Nie trzeba drukować - ważne żeby zapisać na dysku
Minister nie wymaga, by faktura w formie elektronicznej została wydrukowana. Co więcej, nawet jeśli podatnik taki wydruk sporządzi, to nie zwalnia go to z przechowywania pliku w postaci elektronicznej. Faktury przesłane drogą elektroniczną powinny być przechowywane w podziale na okresy rozliczeniowe, w dowolny sposób zapewniający:
Najprościej więc założyć w komputerze osobny folder (katalog) dla faktur elektronicznych oraz podfoldery w podziale na lata i miesiące i tam zapisywać otrzymane faktury. O zgrywaniu co jakiś czas kopii bezpieczeństwa na CD, przenośny dysk lub pamięć USB nie będziemy nawet wspominać. Razem z fakturą dobrze jest zapisać wiadomość e-mail, do której była dołączona. Można zaryzykować rezygnację z zapisywania e-maili, jeśli faktura jest skanem (zdjęciem) podpisanego dokumentu. Zeskanowany podpis, jak się wydaje, zapewnia w stopniu wystarczającym autentyczność pochodzenia tak samo, jak zapisanie e-maila, do którego dołączono fakturę.
Dlaczego podpisana faktura bywa lepsza?
Nadal, jeśli wykonujemy duże zlecenie i nie mamy 100% zaufania do nabywcy, nic nam nie zastąpi faktury papierowej. Faktury elektroniczne są wygodne, ale tradycyjne mogą okazać się niezastąpione. Jest tak z jednej prostej przyczyny – można nabywcę poprosić o ich podpisanie.
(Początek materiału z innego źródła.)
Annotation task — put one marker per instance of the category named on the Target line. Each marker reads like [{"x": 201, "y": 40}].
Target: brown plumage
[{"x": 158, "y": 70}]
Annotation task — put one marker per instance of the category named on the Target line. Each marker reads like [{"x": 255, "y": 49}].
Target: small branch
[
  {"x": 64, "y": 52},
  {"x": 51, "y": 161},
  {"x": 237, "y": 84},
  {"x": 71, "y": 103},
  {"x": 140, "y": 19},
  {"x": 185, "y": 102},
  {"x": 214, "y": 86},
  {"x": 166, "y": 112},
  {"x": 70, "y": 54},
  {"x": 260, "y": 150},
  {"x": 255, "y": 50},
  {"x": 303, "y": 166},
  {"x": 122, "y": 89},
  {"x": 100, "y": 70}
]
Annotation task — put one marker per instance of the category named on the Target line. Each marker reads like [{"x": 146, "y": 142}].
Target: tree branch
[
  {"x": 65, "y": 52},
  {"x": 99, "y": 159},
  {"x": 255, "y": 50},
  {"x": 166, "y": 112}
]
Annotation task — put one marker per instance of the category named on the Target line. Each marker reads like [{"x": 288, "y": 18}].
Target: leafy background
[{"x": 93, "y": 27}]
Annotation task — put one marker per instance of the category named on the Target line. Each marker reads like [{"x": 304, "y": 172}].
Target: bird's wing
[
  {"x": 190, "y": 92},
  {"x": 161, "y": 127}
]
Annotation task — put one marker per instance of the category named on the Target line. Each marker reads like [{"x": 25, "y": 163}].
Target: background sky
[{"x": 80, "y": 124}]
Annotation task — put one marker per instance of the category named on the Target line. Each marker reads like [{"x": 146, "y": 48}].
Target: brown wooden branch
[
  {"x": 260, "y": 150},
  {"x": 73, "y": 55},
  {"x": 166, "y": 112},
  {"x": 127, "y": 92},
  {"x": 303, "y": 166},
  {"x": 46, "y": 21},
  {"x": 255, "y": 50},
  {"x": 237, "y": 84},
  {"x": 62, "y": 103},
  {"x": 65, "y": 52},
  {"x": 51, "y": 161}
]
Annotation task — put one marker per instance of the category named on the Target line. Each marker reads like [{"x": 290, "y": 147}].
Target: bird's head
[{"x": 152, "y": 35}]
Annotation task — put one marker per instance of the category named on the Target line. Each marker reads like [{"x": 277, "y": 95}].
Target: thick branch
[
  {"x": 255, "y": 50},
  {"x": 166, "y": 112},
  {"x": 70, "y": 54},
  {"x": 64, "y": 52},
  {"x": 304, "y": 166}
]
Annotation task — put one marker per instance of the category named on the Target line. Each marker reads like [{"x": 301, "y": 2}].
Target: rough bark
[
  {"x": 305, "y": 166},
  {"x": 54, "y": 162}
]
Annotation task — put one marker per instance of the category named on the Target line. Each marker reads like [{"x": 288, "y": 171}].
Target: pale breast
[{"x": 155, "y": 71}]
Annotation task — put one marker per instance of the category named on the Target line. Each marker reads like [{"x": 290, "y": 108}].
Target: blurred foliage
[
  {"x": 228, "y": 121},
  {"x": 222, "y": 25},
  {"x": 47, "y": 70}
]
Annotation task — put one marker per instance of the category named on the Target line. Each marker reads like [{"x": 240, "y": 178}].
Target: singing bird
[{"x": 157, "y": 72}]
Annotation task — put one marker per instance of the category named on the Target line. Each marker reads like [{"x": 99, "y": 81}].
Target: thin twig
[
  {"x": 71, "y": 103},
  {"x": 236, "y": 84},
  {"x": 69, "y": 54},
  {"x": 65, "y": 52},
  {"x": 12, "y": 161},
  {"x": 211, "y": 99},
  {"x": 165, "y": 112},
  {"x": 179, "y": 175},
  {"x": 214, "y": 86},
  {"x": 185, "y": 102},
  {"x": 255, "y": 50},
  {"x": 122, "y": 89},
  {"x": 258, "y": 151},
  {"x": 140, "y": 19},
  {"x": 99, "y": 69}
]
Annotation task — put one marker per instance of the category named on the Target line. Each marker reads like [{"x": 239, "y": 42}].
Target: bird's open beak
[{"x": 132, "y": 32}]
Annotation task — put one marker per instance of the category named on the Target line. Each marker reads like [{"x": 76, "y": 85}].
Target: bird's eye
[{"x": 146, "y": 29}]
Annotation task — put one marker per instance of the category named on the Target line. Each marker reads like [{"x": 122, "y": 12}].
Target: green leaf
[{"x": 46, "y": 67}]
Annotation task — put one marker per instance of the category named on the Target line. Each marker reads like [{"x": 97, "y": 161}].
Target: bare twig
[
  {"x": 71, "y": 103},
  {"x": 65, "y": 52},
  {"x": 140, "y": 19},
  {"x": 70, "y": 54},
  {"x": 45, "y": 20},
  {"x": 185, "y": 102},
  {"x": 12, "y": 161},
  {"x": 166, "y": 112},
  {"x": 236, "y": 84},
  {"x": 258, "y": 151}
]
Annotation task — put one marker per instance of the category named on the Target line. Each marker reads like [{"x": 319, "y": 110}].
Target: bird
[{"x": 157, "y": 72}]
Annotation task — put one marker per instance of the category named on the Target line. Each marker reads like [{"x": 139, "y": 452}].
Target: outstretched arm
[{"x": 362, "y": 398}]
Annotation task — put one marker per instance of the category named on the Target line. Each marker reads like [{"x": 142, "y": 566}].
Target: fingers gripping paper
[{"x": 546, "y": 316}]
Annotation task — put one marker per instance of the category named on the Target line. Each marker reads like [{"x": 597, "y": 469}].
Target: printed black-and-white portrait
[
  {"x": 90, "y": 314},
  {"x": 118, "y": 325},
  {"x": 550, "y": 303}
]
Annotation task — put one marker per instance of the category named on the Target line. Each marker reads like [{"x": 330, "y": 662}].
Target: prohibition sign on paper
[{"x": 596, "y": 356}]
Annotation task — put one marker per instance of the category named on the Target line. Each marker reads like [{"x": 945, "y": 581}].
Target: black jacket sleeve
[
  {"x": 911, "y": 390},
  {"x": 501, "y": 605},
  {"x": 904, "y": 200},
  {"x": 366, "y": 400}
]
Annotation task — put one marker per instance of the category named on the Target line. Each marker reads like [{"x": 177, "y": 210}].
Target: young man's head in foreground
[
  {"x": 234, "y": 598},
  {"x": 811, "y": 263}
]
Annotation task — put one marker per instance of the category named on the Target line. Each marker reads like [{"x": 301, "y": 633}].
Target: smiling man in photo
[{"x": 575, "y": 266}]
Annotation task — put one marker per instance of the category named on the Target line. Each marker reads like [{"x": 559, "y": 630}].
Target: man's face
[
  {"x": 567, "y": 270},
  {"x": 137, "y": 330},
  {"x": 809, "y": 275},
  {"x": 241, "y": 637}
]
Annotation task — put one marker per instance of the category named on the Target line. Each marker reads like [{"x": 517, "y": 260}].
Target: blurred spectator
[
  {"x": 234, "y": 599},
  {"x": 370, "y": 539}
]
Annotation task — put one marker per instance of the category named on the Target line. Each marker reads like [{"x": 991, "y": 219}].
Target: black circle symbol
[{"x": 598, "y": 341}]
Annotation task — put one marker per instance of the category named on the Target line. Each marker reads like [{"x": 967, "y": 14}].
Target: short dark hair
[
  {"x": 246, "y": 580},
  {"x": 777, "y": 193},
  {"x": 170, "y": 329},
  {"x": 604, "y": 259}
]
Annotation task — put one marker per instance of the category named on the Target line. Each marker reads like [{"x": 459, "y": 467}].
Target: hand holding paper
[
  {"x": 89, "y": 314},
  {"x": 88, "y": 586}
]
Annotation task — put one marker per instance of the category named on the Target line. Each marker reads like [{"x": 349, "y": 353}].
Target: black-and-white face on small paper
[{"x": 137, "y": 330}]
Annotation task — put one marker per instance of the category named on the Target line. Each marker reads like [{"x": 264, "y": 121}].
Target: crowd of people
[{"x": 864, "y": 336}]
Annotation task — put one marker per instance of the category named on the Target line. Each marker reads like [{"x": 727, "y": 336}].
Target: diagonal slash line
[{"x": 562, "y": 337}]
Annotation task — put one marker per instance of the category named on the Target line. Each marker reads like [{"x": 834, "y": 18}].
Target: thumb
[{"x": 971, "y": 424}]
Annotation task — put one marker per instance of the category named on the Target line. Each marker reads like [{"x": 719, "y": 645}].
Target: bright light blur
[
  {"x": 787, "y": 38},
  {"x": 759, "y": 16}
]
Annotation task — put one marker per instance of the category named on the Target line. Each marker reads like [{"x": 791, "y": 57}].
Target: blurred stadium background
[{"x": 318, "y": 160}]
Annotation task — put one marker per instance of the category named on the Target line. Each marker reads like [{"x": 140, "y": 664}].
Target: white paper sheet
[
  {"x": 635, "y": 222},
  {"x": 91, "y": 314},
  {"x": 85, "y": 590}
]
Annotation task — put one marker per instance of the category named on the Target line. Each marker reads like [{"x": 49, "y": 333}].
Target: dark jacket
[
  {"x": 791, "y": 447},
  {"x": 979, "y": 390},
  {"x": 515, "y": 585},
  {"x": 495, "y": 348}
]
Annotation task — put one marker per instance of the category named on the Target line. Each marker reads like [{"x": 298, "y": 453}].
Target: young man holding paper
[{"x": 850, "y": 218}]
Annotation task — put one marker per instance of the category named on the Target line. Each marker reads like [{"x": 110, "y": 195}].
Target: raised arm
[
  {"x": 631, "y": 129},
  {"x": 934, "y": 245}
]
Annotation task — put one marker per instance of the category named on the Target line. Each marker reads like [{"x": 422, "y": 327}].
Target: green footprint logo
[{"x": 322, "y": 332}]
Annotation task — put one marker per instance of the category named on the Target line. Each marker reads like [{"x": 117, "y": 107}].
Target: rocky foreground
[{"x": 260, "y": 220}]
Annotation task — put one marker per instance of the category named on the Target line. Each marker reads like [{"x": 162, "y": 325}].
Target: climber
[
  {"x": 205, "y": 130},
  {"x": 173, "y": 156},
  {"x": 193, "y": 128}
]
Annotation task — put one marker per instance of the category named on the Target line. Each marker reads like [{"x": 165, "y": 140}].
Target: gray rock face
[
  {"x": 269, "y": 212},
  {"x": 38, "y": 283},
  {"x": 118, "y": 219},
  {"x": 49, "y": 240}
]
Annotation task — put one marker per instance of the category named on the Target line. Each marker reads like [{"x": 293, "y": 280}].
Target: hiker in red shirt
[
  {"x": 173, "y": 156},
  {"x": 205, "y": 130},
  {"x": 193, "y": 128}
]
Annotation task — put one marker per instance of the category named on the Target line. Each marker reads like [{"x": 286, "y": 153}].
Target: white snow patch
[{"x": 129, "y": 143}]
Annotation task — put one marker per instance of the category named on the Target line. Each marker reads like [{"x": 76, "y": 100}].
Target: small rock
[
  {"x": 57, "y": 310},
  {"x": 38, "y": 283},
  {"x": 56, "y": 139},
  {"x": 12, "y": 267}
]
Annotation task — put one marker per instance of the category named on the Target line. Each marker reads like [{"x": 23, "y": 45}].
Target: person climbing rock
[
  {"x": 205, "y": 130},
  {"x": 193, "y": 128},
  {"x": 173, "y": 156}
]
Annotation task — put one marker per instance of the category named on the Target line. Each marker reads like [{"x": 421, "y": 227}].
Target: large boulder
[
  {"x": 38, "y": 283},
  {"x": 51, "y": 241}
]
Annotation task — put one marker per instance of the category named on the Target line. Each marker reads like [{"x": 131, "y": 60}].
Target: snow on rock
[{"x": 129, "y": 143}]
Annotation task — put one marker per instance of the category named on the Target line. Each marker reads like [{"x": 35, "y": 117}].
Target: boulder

Choć faktur od dawana nie trzeba już podpisywać, niektórzy jeszcze to robią. Podpis odbiorcy może okazać się bezcenny...
Często wykonawcy nie spisują umów na wykonane roboty. Wówczas podpisana faktura jest jedynym pisemnym dowodem wykonania usługi. Co więcej, dysponując fakturą podpisaną przez drugą stronę, szybciej i taniej załatwimy sprawę przed sądem, jeśli nabywca będzie ociągał się z zapłatą. Podpisana faktura to bowiem nic innego, jak zaakceptowany przez dłużnika rachunek. To natomiast uprawnia do składania pozwu w tzw. postępowaniu nakazowym. W takim przypadku, nie tylko szybciej uzyskamy nakaz zapłaty, ale zapłacimy tylko ¼ opłaty sądowej. Pozwany, który będzie chciał się bronić, będzie musiał zapłacić brakujące ¾ opłaty. Poza tym, z podpisaną przez siebie fakturą będzie mu trudniej dyskutować.
Opracowanie według stanu prawnego na 01.01.2011 r.